The new acoustic and U-value testing laboratories, which are the only ones of their type in the region, are located at Al Futtaim Exova’s Façade Testing and Advisory Services division in Dubai Investments Park.
Exova mainly uses UKAS as its accreditation provider, with the new U-value and acoustics facilities’ scope being an extension of the façades facility scope, thus expanding the company’s regional UKAS scope to in excess of 400 tests and calibrations, according to Cope.
New developments in the pipeline this year will expand this to more than 600 accredited processes, according to the company.

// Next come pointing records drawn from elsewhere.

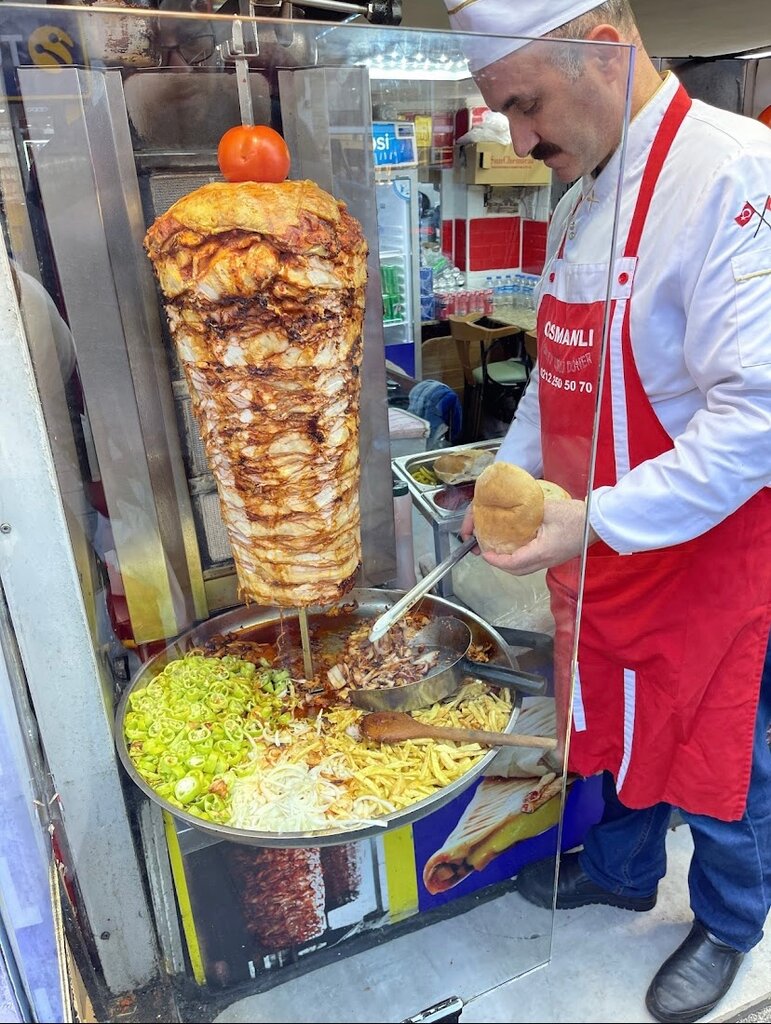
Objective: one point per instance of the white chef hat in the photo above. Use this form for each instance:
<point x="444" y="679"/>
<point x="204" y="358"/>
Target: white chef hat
<point x="525" y="18"/>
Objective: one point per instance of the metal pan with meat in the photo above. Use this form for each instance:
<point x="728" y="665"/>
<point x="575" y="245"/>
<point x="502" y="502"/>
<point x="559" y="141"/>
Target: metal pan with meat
<point x="221" y="729"/>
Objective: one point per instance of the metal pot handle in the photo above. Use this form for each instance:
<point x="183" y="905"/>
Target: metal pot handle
<point x="524" y="638"/>
<point x="523" y="682"/>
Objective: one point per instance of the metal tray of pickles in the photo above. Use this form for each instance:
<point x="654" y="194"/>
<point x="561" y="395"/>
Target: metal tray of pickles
<point x="442" y="500"/>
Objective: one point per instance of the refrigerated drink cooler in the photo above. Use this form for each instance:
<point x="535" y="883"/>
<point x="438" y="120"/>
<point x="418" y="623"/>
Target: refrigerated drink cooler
<point x="114" y="559"/>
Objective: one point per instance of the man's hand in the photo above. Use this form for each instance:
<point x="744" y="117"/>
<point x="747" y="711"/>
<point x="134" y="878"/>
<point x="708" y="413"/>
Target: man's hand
<point x="467" y="529"/>
<point x="559" y="539"/>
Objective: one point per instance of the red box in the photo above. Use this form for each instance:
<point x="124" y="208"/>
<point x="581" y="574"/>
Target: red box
<point x="487" y="243"/>
<point x="533" y="246"/>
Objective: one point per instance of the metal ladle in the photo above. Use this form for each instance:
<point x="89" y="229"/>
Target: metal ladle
<point x="451" y="638"/>
<point x="392" y="615"/>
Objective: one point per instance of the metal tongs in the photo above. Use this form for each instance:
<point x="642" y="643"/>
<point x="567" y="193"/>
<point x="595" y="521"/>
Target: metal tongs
<point x="392" y="615"/>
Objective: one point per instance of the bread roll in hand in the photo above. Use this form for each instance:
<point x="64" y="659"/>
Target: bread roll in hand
<point x="508" y="508"/>
<point x="553" y="491"/>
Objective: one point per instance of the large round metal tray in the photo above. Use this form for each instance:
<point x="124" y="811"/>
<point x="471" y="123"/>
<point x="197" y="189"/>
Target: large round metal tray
<point x="266" y="622"/>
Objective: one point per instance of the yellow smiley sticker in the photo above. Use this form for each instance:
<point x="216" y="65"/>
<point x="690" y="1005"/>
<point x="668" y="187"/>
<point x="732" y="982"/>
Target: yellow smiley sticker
<point x="50" y="46"/>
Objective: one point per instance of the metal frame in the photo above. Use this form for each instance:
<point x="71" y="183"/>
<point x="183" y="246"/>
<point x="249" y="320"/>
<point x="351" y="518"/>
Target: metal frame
<point x="65" y="675"/>
<point x="93" y="210"/>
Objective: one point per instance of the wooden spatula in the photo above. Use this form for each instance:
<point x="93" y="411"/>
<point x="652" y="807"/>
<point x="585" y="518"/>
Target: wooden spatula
<point x="395" y="727"/>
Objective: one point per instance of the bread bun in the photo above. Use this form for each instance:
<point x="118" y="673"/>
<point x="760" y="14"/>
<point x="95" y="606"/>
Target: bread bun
<point x="460" y="467"/>
<point x="553" y="491"/>
<point x="508" y="508"/>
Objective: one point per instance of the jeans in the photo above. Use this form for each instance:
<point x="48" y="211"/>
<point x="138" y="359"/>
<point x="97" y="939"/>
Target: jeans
<point x="730" y="872"/>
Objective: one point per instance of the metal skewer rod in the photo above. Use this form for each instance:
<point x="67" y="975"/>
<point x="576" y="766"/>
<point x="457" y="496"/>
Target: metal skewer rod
<point x="307" y="658"/>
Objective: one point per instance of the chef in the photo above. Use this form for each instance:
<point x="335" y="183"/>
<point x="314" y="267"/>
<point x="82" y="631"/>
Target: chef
<point x="670" y="698"/>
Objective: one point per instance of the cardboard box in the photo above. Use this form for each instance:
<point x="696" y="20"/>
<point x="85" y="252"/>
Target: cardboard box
<point x="494" y="164"/>
<point x="467" y="118"/>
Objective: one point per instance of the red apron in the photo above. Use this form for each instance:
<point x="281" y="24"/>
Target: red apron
<point x="672" y="642"/>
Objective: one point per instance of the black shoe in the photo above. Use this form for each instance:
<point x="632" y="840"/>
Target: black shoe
<point x="694" y="979"/>
<point x="536" y="884"/>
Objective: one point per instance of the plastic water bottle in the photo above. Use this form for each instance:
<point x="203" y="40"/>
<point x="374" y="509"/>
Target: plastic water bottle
<point x="499" y="294"/>
<point x="509" y="295"/>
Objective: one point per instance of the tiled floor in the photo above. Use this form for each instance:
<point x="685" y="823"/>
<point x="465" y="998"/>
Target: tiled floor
<point x="602" y="962"/>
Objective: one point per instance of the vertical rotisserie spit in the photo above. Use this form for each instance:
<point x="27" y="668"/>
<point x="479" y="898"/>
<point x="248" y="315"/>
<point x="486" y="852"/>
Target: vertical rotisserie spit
<point x="264" y="293"/>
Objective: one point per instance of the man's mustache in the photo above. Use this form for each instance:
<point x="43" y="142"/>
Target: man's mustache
<point x="544" y="151"/>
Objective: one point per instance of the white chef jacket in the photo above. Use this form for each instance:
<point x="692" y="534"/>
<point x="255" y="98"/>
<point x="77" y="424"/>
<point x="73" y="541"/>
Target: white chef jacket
<point x="700" y="322"/>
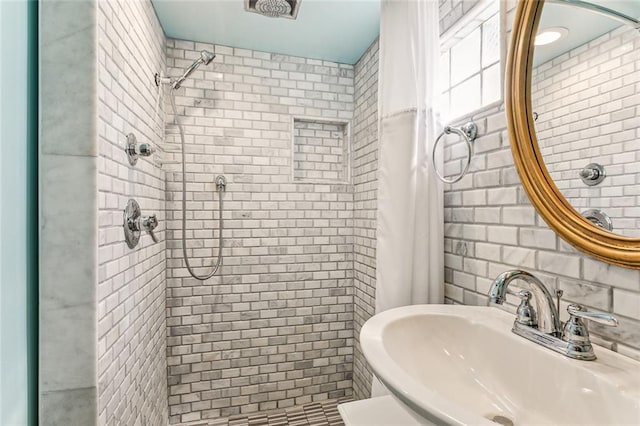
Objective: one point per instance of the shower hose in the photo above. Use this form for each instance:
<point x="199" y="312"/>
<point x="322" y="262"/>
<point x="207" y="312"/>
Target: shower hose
<point x="184" y="204"/>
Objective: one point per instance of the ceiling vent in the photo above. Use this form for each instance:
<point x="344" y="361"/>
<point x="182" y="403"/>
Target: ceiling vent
<point x="274" y="8"/>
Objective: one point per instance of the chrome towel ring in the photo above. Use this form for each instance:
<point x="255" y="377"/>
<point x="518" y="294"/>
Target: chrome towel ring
<point x="468" y="132"/>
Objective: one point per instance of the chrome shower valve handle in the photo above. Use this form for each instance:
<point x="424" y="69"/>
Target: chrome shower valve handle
<point x="149" y="223"/>
<point x="134" y="223"/>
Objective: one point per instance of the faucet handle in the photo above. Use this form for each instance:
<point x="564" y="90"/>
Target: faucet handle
<point x="526" y="313"/>
<point x="575" y="331"/>
<point x="579" y="311"/>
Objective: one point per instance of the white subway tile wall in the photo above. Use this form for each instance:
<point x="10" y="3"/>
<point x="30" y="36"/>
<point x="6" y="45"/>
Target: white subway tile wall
<point x="491" y="227"/>
<point x="274" y="329"/>
<point x="131" y="334"/>
<point x="320" y="151"/>
<point x="365" y="180"/>
<point x="587" y="103"/>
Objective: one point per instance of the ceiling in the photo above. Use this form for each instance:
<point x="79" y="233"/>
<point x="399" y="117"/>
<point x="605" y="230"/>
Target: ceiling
<point x="583" y="25"/>
<point x="332" y="30"/>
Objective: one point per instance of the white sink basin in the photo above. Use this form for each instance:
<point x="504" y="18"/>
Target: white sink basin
<point x="462" y="365"/>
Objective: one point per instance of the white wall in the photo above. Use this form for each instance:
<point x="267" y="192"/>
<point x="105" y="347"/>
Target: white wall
<point x="13" y="220"/>
<point x="491" y="227"/>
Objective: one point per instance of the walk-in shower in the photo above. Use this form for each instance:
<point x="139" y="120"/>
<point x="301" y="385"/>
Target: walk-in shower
<point x="221" y="183"/>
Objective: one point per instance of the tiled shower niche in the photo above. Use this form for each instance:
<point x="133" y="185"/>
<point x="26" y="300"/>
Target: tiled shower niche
<point x="320" y="150"/>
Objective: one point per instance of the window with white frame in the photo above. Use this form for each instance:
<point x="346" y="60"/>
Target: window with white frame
<point x="470" y="62"/>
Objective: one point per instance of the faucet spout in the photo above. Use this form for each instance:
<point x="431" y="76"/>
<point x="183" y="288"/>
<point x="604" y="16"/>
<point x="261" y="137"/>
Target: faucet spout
<point x="548" y="318"/>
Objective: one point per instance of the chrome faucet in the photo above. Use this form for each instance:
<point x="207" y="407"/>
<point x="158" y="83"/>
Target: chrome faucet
<point x="542" y="326"/>
<point x="548" y="321"/>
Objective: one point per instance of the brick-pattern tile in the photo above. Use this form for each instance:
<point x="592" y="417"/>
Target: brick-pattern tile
<point x="274" y="329"/>
<point x="313" y="414"/>
<point x="587" y="102"/>
<point x="131" y="289"/>
<point x="320" y="151"/>
<point x="490" y="225"/>
<point x="365" y="168"/>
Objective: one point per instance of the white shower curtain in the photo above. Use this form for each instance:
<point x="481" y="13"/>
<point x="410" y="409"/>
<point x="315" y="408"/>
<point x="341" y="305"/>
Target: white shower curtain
<point x="410" y="240"/>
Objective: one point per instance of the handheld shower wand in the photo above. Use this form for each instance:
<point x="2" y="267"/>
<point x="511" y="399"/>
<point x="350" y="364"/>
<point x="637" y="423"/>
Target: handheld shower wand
<point x="205" y="58"/>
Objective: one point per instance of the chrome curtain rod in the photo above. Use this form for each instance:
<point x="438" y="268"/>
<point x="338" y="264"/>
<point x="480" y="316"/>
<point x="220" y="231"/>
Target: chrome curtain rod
<point x="618" y="16"/>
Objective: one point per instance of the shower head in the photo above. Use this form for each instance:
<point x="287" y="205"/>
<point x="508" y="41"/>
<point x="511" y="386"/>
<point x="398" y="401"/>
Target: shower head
<point x="205" y="58"/>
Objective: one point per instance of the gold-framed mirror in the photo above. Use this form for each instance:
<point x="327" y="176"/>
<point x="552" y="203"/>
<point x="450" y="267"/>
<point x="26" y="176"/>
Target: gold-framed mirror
<point x="548" y="200"/>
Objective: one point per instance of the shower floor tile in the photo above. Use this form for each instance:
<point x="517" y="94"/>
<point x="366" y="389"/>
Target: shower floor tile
<point x="323" y="413"/>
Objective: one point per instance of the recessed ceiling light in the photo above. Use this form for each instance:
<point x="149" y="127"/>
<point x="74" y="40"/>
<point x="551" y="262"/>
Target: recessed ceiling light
<point x="550" y="35"/>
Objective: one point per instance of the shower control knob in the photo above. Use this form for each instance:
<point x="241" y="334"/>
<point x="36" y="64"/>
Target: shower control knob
<point x="149" y="223"/>
<point x="592" y="174"/>
<point x="135" y="150"/>
<point x="134" y="223"/>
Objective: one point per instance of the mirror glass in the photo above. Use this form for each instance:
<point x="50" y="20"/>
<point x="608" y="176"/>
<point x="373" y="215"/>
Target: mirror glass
<point x="586" y="102"/>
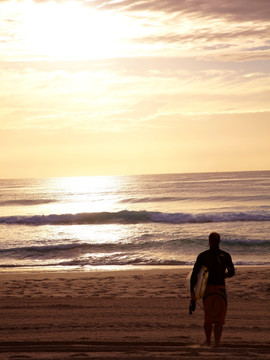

“To further enhance its reputation and accelerate its growth, Exova has not stopped there. The acoustics and thermal facilities are integrated parts of the façade technology facility, which has been the leader in weather-tightness testing in the region for many years. Exova also conducts a wide range of on-site testing processes. This also integrates and complements Exova’s existing Environmental Division, which supports local consultants with environmental impact assessments and noise level monitoring throughout the region,” Cope adds.